A partir daí, o presidente Lula tratou de ressaltar que, se for um ou 30 dias a mais, não importa. O principal é haver acordo de liberalização comercial global. E deu uma sinalização que pode ser positiva para a reunião de hoje com o G-8: o Brasil está pronto para fazer concessões, condicionado ao que receber em troca.

O comunicado do G-5, por sua vez, cobra mais do que promete. Exige concessão agrícola, mas não menciona concessão nas áreas industrial e de serviços. A situação tampouco poderia ser diferente. Horas antes, a negociadora-chefe americana, Susan Schwab, se reuniu com Amorim, e de novo não mostrou disposição de fazer nova oferta.

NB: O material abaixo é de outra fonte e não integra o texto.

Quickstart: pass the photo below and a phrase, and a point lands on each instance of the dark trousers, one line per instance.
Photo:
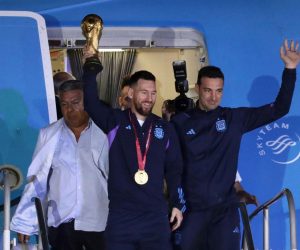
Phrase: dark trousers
(138, 231)
(65, 237)
(211, 229)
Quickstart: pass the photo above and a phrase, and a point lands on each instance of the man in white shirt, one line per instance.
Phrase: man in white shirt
(69, 173)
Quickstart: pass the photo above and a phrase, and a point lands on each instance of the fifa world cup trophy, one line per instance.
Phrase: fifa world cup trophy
(91, 26)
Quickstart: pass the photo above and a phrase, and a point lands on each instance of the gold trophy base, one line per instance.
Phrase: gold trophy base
(93, 64)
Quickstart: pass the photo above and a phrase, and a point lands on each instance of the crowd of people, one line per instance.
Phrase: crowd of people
(101, 172)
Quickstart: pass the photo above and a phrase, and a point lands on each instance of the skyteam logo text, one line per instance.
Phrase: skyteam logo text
(279, 142)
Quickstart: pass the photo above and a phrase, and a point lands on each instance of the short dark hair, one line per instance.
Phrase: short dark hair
(211, 72)
(142, 74)
(70, 85)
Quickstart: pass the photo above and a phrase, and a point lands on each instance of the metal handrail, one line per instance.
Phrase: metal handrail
(292, 216)
(246, 223)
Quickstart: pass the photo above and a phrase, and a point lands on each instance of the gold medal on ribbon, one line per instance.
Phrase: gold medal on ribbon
(141, 177)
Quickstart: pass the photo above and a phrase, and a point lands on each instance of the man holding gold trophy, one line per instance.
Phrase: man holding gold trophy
(144, 149)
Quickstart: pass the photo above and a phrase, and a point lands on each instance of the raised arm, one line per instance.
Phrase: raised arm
(97, 110)
(289, 54)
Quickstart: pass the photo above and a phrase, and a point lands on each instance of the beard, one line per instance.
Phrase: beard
(142, 111)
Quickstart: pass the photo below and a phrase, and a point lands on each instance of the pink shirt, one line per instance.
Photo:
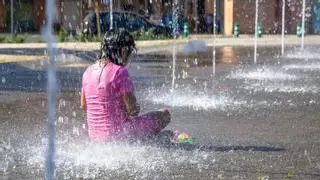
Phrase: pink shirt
(106, 112)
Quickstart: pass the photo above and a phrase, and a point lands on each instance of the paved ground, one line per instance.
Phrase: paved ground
(250, 121)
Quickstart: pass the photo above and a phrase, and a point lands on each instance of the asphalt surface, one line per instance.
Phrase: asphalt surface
(248, 120)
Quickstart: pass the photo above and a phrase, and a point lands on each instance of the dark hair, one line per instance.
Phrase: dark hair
(112, 43)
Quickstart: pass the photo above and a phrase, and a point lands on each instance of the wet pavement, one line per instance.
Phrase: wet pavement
(249, 121)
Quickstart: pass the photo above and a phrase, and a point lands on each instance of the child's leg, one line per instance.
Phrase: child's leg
(148, 123)
(162, 118)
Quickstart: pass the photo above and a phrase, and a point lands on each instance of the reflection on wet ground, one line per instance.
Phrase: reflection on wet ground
(249, 120)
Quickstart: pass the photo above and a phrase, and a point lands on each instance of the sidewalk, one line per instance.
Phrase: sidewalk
(157, 45)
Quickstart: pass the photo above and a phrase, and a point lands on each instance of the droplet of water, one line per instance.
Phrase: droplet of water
(3, 80)
(60, 119)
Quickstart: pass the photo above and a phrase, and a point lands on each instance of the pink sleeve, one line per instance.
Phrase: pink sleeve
(84, 77)
(123, 81)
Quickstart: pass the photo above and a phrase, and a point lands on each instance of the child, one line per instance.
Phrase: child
(108, 95)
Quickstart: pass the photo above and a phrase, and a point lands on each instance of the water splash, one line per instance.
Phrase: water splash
(261, 74)
(305, 67)
(77, 160)
(193, 99)
(52, 92)
(280, 87)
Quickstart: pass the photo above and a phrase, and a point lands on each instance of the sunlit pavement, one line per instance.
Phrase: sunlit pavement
(249, 121)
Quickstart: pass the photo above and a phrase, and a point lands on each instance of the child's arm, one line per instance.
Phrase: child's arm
(83, 104)
(130, 101)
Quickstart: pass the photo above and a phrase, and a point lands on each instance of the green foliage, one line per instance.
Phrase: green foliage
(2, 39)
(81, 37)
(62, 35)
(95, 39)
(151, 34)
(290, 175)
(16, 39)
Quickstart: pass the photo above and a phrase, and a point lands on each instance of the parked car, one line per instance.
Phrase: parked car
(121, 19)
(168, 22)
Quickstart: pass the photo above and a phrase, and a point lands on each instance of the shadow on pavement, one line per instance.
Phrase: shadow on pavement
(163, 140)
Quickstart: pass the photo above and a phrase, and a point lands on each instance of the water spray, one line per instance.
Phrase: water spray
(48, 36)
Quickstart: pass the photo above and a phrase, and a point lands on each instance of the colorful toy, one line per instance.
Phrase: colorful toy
(182, 137)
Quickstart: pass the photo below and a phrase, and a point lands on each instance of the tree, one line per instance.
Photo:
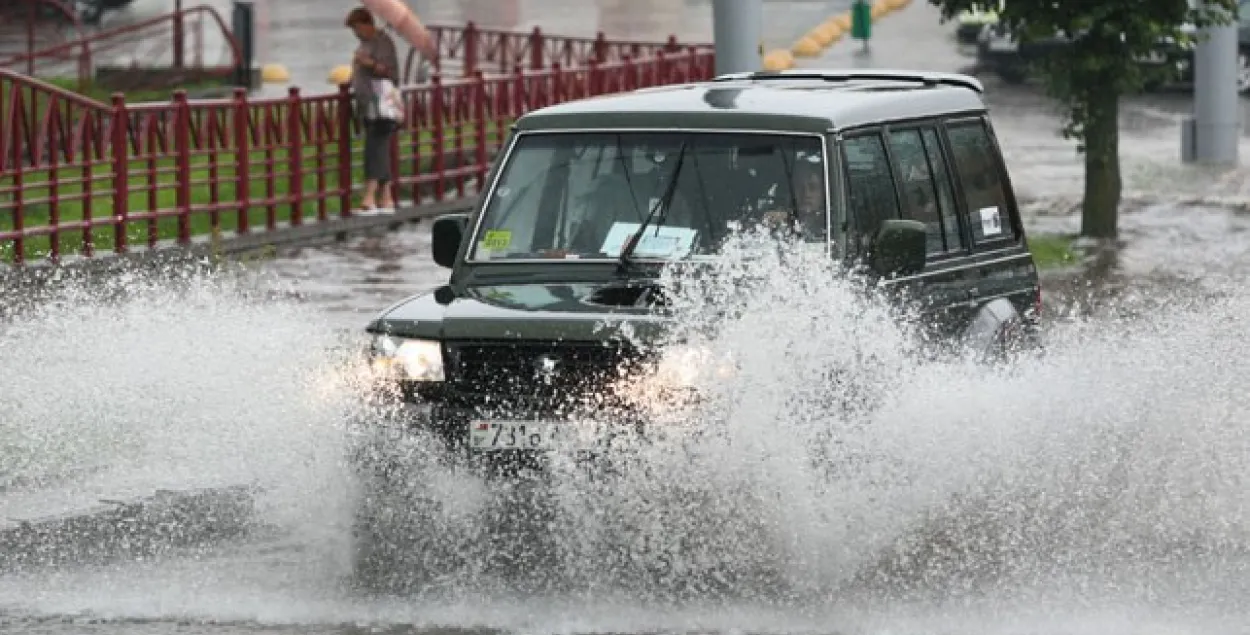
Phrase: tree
(1105, 39)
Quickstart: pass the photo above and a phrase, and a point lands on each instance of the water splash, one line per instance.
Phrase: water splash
(1099, 475)
(175, 379)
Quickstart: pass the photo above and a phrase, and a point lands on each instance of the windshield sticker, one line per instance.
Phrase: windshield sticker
(658, 240)
(991, 225)
(496, 240)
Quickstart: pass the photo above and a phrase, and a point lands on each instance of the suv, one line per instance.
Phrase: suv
(894, 173)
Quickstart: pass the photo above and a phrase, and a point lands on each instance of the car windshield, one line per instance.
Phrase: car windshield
(583, 195)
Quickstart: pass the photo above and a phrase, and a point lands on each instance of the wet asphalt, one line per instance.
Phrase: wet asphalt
(1180, 224)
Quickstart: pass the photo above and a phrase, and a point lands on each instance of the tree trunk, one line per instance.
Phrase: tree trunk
(1101, 204)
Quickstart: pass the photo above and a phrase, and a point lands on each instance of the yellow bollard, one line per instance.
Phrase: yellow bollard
(340, 74)
(274, 74)
(805, 48)
(779, 59)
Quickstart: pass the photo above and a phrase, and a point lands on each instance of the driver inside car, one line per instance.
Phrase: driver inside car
(806, 219)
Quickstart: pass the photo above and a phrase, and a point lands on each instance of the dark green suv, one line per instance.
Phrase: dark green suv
(896, 174)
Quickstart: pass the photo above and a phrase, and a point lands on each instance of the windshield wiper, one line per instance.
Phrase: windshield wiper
(663, 204)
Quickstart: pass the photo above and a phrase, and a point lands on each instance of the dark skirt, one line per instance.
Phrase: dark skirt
(378, 133)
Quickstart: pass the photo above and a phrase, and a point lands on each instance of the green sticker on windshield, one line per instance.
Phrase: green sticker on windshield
(496, 240)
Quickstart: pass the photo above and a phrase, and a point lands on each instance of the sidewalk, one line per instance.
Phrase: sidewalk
(910, 38)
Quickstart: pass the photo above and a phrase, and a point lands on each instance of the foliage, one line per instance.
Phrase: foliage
(1101, 44)
(1106, 38)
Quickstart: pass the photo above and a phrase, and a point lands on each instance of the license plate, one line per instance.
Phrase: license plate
(489, 436)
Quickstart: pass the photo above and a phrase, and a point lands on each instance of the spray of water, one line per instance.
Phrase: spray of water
(836, 461)
(170, 380)
(844, 473)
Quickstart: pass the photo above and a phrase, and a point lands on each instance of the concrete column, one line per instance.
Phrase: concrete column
(736, 28)
(493, 14)
(1213, 133)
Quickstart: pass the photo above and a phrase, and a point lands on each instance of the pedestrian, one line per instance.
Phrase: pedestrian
(375, 60)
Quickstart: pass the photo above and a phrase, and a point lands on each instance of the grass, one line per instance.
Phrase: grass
(1053, 250)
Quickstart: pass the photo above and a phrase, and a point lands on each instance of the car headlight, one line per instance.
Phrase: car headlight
(416, 360)
(688, 366)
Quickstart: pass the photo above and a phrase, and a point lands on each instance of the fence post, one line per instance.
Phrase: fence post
(345, 150)
(183, 165)
(558, 89)
(295, 154)
(600, 48)
(536, 53)
(120, 173)
(243, 160)
(480, 121)
(470, 43)
(438, 114)
(179, 35)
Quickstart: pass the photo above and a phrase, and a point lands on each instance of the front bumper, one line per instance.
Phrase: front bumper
(443, 433)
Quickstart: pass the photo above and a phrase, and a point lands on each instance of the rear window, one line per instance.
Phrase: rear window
(978, 169)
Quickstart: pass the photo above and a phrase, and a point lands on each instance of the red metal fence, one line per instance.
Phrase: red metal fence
(83, 178)
(174, 41)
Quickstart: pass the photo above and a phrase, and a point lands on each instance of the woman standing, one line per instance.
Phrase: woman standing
(375, 59)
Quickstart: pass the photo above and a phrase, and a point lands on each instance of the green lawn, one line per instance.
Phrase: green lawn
(1053, 250)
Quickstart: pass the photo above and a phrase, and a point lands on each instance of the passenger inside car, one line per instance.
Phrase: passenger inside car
(805, 213)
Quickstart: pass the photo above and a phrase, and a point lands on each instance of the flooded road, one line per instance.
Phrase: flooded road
(1098, 489)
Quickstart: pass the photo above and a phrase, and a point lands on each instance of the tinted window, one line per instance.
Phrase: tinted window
(976, 165)
(954, 238)
(869, 184)
(920, 195)
(575, 196)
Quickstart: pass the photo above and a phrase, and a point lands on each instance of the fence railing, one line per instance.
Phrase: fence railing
(80, 178)
(174, 41)
(181, 38)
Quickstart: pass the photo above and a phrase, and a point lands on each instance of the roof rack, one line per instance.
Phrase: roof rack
(926, 78)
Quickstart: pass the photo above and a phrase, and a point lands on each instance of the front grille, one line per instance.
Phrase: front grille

O ministro, em todo caso, se declarou "confiante" em acordo na OMC. Para Amorim, a decisão do G-8 dá "sentido de urgência e de realismo" na negociação. Outros negociadores apostam mais do que nunca no atraso ou mesmo enterro da rodada. Agosto é o mês de férias na Europa, e a própria OMC fica quase vazia.

Hoje, o G-5 pedirá ao G-8 mais assistência aos países mais pobres. A resposta já estava ontem no anúncio do grupo dos ricos: um pacote de US$ 4 bilhões para ajudar países pobres a se ajustarem à liberalização comercial.